Утром спорю с женой: уезжать или нет. Жена кричит: надо ехать к её родителям. Они живут в маленьком шахтёрском посёлке Южная Ломоватка под Брянкой. Там войны не будет. Я возражаю – война будет везде, и в маленьких посёлках, и в городах. И как я могу бросить своих родителей? Мой папа болеет и с трудом передвигается по квартире. Что же говорить о переезде? Когда жена нервничает, она занимается уборкой квартиры, – это её успокаивает. Жена моет полы, но рот не закрывается – надо ехать, надо ехать, надо…

Её рассуждение прерывает взрыв. Первый, второй, третий… Сначала эти взрывы не пугают – они не рядом с нами. Но настал и наш черёд – два снаряда разрывается возле дома с двух сторон. Десятиэтажный дом зашатался. Вот-вот рухнет от взрывной волны. Смотрю на жену – такой я её ещё не видел – лицо белее снега, нижняя губа трясётся… В доме оставаться страшно – он может сложиться как карточный домик. Собираемся и выходим на улицу.

Людей на улице много. Все они, как и мы, в страхе покинули свои квартиры. Идём по кварталу Мирный. Звучит, как насмешка. Квартал Мирный совсем не мирный – горит автостоянка, кафе «Корефан». Понимаю, есть погибшие – сторож автостоянки вряд ли уцелел. Впереди нас стоят люди, рассматривают что-то, лежащее на земле. Подходим ближе – на земле бездвижное, окровавленное тело молодого парня и перевёрнутая вверх колёсами детская коляска. Люди переговариваются между собой – парень погиб, прикрывая своим телом ребёнка.
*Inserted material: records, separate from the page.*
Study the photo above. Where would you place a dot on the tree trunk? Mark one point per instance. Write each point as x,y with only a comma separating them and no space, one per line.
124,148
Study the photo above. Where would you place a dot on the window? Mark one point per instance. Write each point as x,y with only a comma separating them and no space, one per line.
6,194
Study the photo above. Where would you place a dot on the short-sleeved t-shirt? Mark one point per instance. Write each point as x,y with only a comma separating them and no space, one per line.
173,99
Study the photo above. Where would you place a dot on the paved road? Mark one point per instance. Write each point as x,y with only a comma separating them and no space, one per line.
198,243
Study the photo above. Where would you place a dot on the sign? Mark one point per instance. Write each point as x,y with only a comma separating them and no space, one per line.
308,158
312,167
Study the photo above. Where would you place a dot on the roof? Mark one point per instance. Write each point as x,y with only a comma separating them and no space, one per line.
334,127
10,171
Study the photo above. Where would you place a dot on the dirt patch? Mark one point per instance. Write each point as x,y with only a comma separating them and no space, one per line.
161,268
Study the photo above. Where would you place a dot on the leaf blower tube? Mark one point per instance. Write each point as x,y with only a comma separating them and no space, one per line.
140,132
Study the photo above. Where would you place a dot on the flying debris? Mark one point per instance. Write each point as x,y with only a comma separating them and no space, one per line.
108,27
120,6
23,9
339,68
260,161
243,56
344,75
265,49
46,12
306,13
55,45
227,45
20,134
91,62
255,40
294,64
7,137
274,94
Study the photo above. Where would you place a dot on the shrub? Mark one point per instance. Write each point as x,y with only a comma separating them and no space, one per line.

1 Витренковцы – от фамилии Витренко Н.М., главы Прогрессивной Социалистической Партии Украины (2014 г.).
2 Губаревцы – от фамилии Губарева П.Ю., политического деятеля, одного из самопровозглашённых лидеров ДНР в 2014 г., «народного губернатора» Донецкой области.
3 Операция «Анадырь» – кодовое название операции по тайной доставке ядерного вооружения на Кубу, что привело к противостоянию СССР и США, едва не завершившегося войной.
4 ПР – украинская политическая сила, партия регионов.
5 Камрад – обращение, то же, что товарищ.
6 Рекон – реконструкторство или что-то, с ним связанное.
7 То есть плащи годятся и на реконструкторство афганских душманов, и на реконструкторство жителей Ирландии 9-11 где-то столетий.
8 Средневековая горская шотландская рубаха.
9 Смолянка – микрорайон Донецка.
10 Гимнуха – гимнастерка.
11 Косплей – хобби, вид времяпровождения, состоящий в изображении героев фильмов, аниме, манги и пр., с пошивом соответствующих костюмов и в отыгрывании данных персонажей в различных контекстах.